There’s a fascinating blog post by Duncan Green, Oxfam GB’s head of research, about whether the charity should open up its guest house swimming pool in Nairobi. Apparently it’s closed at present for fear of…
Reputational risk – back in the UK, where swimming pools are luxury items, Oxfam’s big cheeses saw a tabloid scandal in the making and closed it (see right, the blue of the pool is a protective tarpaulin, not water). It didn’t help when some bright spark decided to advertise for a swimming pool attendant on the Oxfam website……
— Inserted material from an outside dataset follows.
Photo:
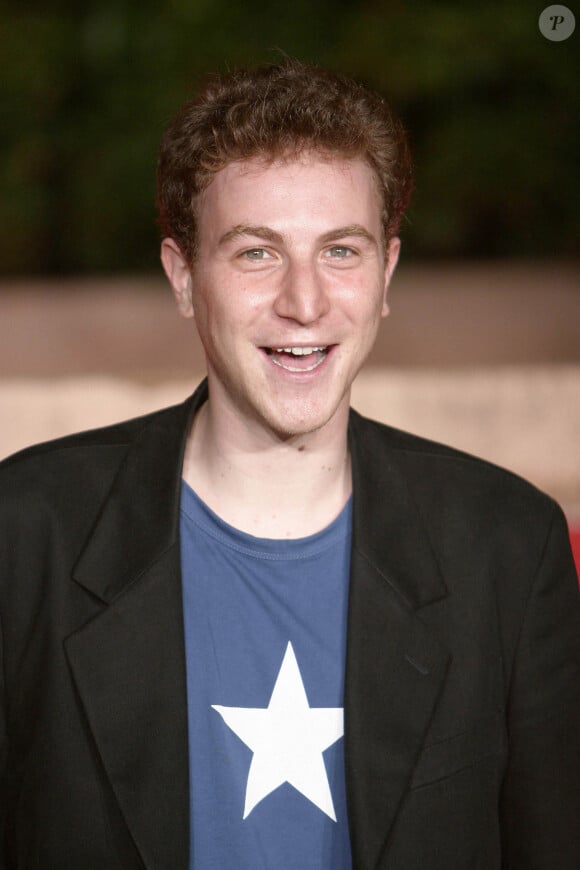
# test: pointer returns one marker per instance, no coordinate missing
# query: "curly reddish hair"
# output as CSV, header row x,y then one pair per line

Swahili Street has an interesting response:
The aid business is a very strange world. It sees itself as a world apart, which is self fulfilling. Thinking that yours is a world apart leads to both guilty hand wringing, as seen in Oxfam’s empty pool, and also a deeply unattractive sense of entitlement, as seen in some of the comments on the post.
I think this hits the nail on the head. Charities have a lot to think about in East Africa. The billions of pounds poured into Somalia, Kenya, Uganda and the rest have made little difference to sustainable development. There’ll be another famine scare in the Horn in a year or so’s time, despite the 2011 appeals. Few of them dare speak out about the corruption and poor governance that means the region cannot move forward. And at times, the charities seem more interested in beating the others to funds (such as the occasion Oxfam moved forward its Darfur appeal to beat an upcoming one by the Disasters Emergencies Committee).
There is plenty for the charities to mull. The issue is not a sodding swimming pool. After all, I’ve swum with plenty of aid workers in plenty of pools across the region.